Blueblood’s magical aura gripped the massive wooden door by the hinges and tore it from the wall, sending it flying behind him back into the hated hallway. Half a moment later, the pair stopped in front of his own carriage.

In his opinion, it was a masterpiece of craftsmareship, speaking of centuries of devotion and pride of the Blueblood name. The exterior was sleek and black with elegantly crafted friezes of blue silver mined in the Minotaur homelands. Pulling the carriage was a six pony team, each of the pale grey stallions wearing matching robes and armor coloration. Their muzzles were fixed ahead, a certain lifelessness in their eyes. Blueblood had... collected them over the years.
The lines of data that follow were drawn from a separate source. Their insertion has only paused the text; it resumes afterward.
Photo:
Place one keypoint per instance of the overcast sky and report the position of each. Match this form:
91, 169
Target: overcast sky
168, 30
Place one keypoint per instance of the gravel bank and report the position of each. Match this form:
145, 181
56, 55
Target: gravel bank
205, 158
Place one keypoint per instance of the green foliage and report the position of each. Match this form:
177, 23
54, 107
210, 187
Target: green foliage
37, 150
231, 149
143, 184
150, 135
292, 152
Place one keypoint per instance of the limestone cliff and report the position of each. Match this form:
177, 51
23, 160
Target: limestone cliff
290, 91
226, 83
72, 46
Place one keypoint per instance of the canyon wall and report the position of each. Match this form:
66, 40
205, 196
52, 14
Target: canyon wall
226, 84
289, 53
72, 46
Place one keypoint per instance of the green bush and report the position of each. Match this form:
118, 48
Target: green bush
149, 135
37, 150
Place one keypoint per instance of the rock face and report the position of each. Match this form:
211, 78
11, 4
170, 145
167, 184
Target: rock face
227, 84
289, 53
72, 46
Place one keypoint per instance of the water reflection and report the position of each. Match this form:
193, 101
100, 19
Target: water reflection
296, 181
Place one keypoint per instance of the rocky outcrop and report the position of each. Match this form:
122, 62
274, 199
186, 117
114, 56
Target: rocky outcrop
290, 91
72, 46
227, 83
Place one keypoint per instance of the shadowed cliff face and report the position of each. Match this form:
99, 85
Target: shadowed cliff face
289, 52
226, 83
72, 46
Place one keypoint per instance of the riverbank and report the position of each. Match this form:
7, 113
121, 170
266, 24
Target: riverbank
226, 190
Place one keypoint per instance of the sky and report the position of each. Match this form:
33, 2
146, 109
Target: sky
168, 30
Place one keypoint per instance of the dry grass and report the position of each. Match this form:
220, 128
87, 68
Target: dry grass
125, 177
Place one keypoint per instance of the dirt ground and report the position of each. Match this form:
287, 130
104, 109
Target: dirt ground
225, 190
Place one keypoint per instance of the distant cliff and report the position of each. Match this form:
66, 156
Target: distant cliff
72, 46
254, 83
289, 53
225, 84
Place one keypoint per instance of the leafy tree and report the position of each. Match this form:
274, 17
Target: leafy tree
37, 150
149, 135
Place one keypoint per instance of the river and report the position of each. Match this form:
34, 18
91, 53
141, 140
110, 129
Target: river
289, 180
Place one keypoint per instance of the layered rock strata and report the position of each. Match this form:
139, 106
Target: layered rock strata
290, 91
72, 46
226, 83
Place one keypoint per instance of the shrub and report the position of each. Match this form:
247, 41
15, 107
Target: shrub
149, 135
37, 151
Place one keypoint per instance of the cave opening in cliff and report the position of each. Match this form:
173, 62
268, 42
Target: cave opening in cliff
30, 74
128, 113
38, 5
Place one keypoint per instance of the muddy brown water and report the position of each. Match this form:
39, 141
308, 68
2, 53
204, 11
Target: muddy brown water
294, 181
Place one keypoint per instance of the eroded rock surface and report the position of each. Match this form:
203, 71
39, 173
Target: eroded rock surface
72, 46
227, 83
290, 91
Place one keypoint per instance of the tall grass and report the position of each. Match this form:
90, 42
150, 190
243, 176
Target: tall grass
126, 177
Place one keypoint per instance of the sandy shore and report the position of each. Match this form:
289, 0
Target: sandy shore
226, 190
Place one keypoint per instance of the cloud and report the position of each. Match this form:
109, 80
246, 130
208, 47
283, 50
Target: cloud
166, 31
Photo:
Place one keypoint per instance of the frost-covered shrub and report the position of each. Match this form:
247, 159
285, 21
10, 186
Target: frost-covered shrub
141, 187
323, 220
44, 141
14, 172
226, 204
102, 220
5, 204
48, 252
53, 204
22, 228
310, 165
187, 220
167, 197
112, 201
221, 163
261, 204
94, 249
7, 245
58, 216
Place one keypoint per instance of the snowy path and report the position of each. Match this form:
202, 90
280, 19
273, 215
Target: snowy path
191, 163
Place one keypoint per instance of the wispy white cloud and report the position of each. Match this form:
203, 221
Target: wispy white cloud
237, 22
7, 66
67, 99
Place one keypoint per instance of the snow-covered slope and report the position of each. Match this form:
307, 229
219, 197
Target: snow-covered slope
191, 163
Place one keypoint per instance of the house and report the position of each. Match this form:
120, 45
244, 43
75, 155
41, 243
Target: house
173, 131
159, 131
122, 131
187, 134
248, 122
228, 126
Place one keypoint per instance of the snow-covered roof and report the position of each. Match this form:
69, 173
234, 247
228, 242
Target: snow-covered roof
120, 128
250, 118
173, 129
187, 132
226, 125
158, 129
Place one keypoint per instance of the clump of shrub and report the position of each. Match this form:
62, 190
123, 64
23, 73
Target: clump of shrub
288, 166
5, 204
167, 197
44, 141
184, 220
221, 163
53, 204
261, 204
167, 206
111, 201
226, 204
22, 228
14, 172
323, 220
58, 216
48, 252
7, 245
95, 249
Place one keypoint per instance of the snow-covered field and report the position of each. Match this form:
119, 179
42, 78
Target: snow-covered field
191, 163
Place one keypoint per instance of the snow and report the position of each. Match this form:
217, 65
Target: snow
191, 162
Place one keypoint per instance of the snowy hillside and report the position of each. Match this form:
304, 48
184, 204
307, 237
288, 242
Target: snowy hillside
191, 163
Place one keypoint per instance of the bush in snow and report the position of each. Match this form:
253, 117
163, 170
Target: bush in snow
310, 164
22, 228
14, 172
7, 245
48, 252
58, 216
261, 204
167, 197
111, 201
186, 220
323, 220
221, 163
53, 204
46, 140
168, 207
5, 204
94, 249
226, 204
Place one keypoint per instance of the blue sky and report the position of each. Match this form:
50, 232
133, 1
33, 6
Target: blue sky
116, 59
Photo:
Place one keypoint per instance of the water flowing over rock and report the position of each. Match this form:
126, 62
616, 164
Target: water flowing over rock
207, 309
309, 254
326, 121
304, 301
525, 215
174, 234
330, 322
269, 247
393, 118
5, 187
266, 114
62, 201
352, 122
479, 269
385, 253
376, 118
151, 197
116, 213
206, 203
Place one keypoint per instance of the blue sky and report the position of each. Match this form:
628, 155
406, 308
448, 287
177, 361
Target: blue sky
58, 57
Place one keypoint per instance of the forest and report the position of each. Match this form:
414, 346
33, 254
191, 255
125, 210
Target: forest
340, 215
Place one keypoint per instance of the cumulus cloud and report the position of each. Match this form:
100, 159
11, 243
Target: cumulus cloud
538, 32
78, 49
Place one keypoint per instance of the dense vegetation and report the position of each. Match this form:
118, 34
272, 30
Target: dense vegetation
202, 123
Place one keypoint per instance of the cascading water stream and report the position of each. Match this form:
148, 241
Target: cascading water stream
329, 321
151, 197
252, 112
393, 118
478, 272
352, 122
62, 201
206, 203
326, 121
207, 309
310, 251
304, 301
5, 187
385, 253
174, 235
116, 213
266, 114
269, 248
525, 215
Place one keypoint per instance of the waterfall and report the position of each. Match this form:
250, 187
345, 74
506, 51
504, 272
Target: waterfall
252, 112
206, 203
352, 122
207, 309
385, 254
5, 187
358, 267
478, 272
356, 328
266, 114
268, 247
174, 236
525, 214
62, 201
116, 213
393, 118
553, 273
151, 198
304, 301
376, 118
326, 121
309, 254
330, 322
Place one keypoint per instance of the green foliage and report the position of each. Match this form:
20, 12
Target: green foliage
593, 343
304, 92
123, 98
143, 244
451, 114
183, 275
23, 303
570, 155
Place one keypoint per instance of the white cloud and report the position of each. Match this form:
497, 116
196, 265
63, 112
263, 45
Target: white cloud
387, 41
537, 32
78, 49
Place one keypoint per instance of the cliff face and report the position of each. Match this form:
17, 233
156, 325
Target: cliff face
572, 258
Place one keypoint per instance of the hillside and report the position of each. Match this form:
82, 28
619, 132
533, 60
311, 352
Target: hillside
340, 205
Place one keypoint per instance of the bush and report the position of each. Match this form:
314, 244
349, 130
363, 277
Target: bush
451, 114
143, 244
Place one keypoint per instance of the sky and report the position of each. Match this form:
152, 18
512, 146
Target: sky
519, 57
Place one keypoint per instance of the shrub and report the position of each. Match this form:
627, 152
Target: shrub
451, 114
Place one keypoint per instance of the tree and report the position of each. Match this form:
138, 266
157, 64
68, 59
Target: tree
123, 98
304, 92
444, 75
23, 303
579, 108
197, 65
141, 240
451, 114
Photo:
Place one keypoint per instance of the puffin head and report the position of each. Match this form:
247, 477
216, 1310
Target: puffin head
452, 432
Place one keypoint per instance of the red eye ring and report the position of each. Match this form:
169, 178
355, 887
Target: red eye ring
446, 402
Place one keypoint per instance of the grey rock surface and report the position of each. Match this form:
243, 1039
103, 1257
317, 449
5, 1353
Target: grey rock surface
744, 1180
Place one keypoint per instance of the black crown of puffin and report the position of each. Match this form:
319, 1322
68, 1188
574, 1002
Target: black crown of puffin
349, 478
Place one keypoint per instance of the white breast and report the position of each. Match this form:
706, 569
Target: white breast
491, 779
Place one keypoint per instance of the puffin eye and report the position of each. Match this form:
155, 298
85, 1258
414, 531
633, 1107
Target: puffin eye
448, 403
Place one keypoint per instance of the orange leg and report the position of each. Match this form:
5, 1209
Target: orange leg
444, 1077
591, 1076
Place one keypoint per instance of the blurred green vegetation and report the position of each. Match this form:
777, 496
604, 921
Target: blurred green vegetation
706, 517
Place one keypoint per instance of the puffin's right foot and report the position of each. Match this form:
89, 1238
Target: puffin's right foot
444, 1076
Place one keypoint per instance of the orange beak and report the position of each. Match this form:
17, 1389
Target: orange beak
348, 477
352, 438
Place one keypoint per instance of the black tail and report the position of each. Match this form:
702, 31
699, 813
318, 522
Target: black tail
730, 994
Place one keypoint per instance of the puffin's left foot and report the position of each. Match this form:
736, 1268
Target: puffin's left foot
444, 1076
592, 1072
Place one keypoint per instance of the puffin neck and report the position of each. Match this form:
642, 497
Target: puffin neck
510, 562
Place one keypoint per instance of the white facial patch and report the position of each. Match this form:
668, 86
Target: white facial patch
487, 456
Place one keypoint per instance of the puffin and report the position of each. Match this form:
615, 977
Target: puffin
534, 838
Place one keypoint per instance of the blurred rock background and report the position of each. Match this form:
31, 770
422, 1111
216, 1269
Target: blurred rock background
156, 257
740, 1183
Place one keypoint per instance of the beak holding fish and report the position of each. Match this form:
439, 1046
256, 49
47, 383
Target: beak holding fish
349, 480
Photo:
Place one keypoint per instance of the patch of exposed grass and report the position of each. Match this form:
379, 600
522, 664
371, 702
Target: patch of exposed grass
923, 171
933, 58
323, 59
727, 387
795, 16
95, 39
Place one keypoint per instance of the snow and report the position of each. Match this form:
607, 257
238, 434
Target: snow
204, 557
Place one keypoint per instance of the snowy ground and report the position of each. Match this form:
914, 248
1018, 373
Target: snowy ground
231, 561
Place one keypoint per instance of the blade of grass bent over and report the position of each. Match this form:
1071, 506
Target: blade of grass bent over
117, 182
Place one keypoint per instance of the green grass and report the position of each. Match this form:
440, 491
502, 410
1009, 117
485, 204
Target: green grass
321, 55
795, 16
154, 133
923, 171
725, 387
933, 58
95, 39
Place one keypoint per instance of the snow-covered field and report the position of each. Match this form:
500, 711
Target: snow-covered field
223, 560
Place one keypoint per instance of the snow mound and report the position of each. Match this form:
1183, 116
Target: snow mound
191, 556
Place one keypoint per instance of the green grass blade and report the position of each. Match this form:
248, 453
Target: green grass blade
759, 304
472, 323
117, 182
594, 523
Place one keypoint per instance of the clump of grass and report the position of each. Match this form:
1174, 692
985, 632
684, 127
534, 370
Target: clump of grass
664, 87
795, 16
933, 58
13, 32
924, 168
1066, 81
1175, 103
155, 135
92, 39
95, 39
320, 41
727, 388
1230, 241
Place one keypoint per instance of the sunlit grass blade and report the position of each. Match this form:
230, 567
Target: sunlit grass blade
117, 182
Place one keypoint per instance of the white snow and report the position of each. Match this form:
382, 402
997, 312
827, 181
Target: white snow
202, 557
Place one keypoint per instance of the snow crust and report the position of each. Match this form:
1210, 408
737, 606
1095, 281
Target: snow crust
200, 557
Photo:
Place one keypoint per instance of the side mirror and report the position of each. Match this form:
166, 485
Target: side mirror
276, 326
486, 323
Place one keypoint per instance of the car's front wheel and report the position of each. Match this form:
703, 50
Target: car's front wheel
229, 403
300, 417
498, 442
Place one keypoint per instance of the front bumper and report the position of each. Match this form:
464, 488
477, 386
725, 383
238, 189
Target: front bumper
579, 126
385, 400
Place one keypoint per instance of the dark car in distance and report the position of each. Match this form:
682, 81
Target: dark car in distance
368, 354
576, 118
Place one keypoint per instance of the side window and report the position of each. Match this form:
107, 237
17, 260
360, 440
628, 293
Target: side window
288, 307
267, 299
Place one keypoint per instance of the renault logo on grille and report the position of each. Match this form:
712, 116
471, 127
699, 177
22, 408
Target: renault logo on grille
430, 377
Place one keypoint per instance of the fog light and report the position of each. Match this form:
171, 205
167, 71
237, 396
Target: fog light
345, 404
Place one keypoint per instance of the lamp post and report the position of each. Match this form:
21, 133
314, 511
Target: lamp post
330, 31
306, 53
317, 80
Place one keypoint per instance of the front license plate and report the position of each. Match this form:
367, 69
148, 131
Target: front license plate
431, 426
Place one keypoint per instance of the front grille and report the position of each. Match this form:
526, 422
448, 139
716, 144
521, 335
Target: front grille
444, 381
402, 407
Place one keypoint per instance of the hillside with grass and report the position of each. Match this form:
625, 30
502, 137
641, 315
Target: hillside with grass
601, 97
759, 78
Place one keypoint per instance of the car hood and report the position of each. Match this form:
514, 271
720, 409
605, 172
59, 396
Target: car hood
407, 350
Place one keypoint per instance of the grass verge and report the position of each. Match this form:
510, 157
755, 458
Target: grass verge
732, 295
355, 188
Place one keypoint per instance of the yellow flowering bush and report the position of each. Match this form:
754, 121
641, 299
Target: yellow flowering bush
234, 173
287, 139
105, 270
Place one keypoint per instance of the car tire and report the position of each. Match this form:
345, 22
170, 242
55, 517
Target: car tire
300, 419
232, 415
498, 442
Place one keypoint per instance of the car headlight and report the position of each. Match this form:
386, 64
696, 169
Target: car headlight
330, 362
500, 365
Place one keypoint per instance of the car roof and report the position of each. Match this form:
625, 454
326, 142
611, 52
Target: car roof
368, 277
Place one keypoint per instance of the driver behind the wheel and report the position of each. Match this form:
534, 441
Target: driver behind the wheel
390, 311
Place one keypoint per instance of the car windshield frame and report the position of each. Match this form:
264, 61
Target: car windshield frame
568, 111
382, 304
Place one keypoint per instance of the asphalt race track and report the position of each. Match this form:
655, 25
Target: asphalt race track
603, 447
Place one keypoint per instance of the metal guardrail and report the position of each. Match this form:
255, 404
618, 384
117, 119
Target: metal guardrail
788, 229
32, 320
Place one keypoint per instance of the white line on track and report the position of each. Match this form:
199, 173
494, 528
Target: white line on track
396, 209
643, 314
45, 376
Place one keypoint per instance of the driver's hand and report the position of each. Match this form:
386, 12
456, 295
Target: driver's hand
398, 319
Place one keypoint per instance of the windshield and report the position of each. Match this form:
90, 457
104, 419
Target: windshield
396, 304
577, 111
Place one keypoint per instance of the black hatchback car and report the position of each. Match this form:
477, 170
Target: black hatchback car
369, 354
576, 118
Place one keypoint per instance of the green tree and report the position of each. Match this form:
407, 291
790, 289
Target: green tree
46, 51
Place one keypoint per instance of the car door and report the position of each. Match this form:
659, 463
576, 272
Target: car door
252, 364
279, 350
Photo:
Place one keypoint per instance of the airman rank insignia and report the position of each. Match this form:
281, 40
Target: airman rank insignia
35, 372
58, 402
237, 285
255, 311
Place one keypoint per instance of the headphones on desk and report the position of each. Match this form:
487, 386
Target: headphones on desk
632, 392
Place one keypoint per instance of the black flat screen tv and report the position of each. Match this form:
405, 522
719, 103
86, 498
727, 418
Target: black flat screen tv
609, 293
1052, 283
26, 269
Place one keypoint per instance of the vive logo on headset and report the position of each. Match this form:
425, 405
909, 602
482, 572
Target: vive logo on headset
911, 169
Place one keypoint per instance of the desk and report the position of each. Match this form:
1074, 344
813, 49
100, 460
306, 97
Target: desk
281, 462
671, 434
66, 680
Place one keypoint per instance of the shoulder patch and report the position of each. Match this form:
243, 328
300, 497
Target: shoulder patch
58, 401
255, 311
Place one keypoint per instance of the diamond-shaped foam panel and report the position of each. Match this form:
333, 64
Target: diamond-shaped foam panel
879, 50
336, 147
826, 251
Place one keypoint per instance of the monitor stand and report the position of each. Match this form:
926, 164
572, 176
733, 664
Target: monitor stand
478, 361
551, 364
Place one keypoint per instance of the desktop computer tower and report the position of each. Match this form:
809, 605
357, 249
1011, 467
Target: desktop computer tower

Sandy refused to look at the stallions, shaking her head when Blueblood offered her a ride. He grinned as he hopped into the carriage and poked his own hooded face out the window. “Tell your other agents that the operation has been delayed. Nopony is to move without my explicit command. Oh, and no unscheduled feeding, either. The last thing I need is reports of missing ponies and curious eyes looking about."

Sandy nodded, mumbling something resembling a ‘yes’ before vanishing in a wisp of green smoke.

"To the embassy," said Blueblood with a dismissive wave as he leaned back into his seat. He felt the carriage lurch forward and begin its smooth, steady ride to the Equestrian Embassy. He gave a dark chuckle as he levitated a glass full of a red liquid to him and drank deeply from it. The metallic taste lingered only momentarily on his tongue.